In der Folgezeit hat die Erblasserin zwei notarielle Testamente – vom 18.11.1998 und vom 26.8.1999 – errichtet. Mit letzterem hob die Erblasserin das Testament vom 18.11.1998 auf und setzte die Beteiligten zu 1) und 2) zu ihren Erben zu je 1/2 ein.
Die Beteiligten zu 3 und 4 legen Nr. 2 des gemeinschaftlichen Testaments vom 18.11.1993 dahingehend aus, dass sie Erben des Letztversterbenden werden sollten. Sie meinen, dass die Erblasserin nach dem Tod ihres Ehemannes und nach Annahme der Erbschaft an diese – wechselbezügliche – Verfügung gebunden gewesen sei und dass deswegen das Testament vom 26.8.1999 unwirksam sei. Sie haben dementsprechend einen Erbschein beantragt, der bezeugen soll, dass sie zu je 1/2 Erben geworden seien.

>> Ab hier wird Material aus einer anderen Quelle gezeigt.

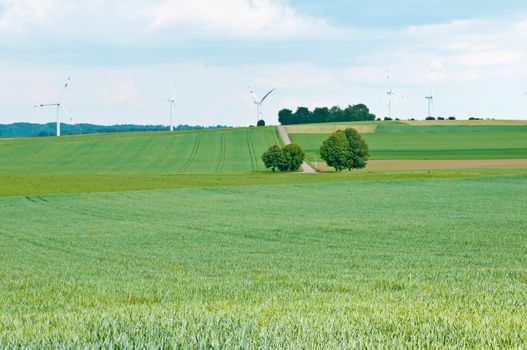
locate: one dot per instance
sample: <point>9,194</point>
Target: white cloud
<point>241,18</point>
<point>18,14</point>
<point>125,92</point>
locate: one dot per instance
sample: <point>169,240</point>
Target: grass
<point>378,264</point>
<point>400,141</point>
<point>211,151</point>
<point>36,184</point>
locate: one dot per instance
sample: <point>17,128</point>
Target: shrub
<point>335,149</point>
<point>273,158</point>
<point>293,157</point>
<point>358,150</point>
<point>345,150</point>
<point>289,158</point>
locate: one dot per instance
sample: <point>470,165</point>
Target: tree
<point>273,158</point>
<point>358,150</point>
<point>335,150</point>
<point>293,156</point>
<point>321,115</point>
<point>285,116</point>
<point>289,158</point>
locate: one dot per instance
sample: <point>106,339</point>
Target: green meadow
<point>406,263</point>
<point>210,151</point>
<point>183,240</point>
<point>401,141</point>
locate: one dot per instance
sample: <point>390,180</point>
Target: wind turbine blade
<point>263,99</point>
<point>66,83</point>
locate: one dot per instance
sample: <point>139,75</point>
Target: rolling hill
<point>418,140</point>
<point>203,151</point>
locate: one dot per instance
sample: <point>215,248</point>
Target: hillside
<point>419,140</point>
<point>48,129</point>
<point>204,151</point>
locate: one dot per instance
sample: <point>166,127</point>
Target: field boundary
<point>306,168</point>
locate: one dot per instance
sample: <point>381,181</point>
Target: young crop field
<point>413,264</point>
<point>402,141</point>
<point>211,151</point>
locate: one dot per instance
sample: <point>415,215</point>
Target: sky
<point>124,58</point>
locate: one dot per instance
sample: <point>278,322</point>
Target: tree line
<point>303,115</point>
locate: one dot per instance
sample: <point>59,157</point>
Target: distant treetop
<point>325,115</point>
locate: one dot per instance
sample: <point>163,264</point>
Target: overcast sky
<point>124,57</point>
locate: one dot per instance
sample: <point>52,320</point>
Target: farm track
<point>192,155</point>
<point>223,151</point>
<point>306,168</point>
<point>251,150</point>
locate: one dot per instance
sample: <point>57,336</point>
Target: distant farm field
<point>394,264</point>
<point>211,151</point>
<point>422,142</point>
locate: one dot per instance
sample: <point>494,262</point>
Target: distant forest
<point>325,115</point>
<point>41,130</point>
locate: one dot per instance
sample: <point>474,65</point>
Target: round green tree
<point>345,150</point>
<point>358,150</point>
<point>273,158</point>
<point>335,150</point>
<point>293,156</point>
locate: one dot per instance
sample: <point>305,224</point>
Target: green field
<point>211,151</point>
<point>159,240</point>
<point>380,264</point>
<point>401,141</point>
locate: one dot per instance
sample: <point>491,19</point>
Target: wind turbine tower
<point>59,107</point>
<point>430,103</point>
<point>172,102</point>
<point>259,102</point>
<point>390,93</point>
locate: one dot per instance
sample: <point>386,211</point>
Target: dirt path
<point>306,168</point>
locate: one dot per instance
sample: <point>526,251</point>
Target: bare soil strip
<point>438,164</point>
<point>306,168</point>
<point>329,128</point>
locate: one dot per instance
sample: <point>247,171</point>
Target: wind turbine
<point>172,107</point>
<point>59,106</point>
<point>430,104</point>
<point>259,102</point>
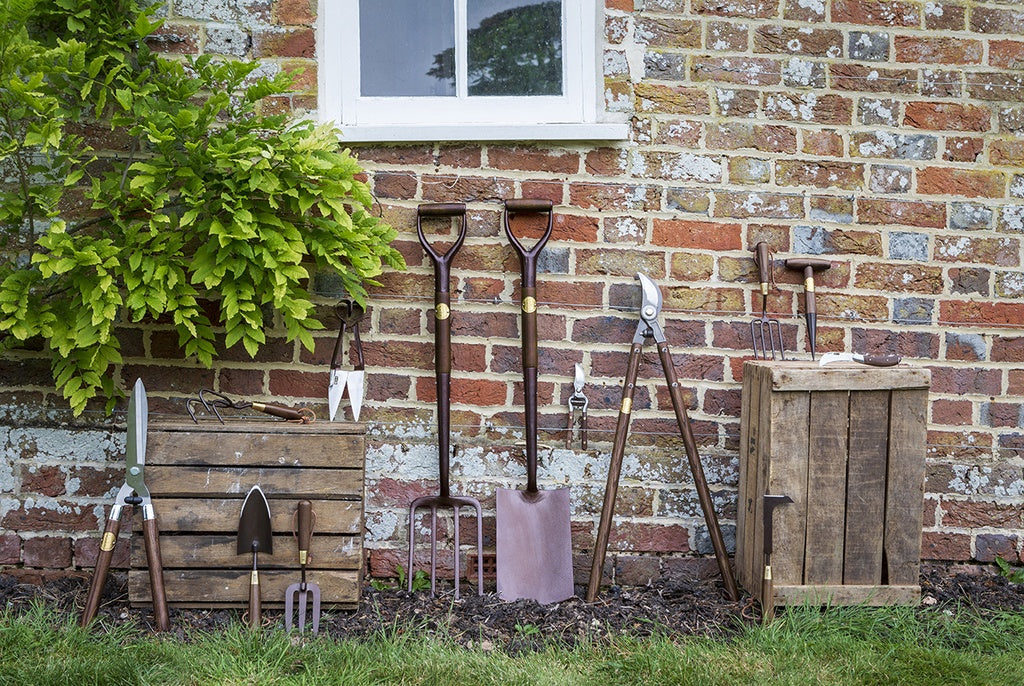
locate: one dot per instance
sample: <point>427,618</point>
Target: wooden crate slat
<point>826,486</point>
<point>292,482</point>
<point>848,595</point>
<point>211,515</point>
<point>906,485</point>
<point>865,500</point>
<point>326,552</point>
<point>264,449</point>
<point>229,588</point>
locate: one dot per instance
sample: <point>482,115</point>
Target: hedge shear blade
<point>134,491</point>
<point>353,380</point>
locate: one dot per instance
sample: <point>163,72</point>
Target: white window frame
<point>576,115</point>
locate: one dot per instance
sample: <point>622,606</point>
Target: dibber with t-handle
<point>808,265</point>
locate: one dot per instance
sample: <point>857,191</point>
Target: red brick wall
<point>882,135</point>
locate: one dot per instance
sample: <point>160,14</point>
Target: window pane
<point>515,47</point>
<point>407,47</point>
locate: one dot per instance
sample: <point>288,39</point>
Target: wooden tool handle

Die Beteiligten zu 1) und 2) haben sich gegen diese Auslegung gewandt. Nach ihrer Meinung sind in dem gemeinschaftlichen Testament die Beteiligten zu 3) und 4) nur bei gleichzeitigem Tod der Eheleute als Erben eingesetzt; von diesem Fall abgesehen bestehe nach dem gemeinschaftlichen Testament keine Bindung des Letztversterbenden. Sie haben einen Erbschein beantragt, der bezeugen soll, dass sie die Erblasserin zu je 1/2 beerbt haben.
Das Nachlassgericht hat mit Beschluss vom 16.4.2002 die Erteilung eines Erbscheins gem. dem Antrag der Beteiligten zu 1) und 2) angekündigt, weil in Nr. 2 des gemeinschaftlichen Testaments eindeutig nur der Fall des gemeinsamen Versterbens der Eheleute geregelt sei.
Die Beschwerde der Beteiligten zu 3) und 4) hat das LG mit Beschluss vom 30.9.2002 zurückgewiesen.
Die Beteiligten zu 3) und 4) haben weitere Beschwerde eingelegt.
II. Die zulässige weitere Beschwerde der Beteiligten zu 3) und 4) ist nicht begründet. Im Ergebnis hält die Entscheidung des LG der rechtlichen Nachprüfung (§ 27 Abs. 1 FGG, § 546 ZPO) stand.
1. Die Verfahrensrüge einer Verletzung des Anspruchs der Beteiligten zu 3) und 4) auf rechtliches Gehör hat keinen Erfolg.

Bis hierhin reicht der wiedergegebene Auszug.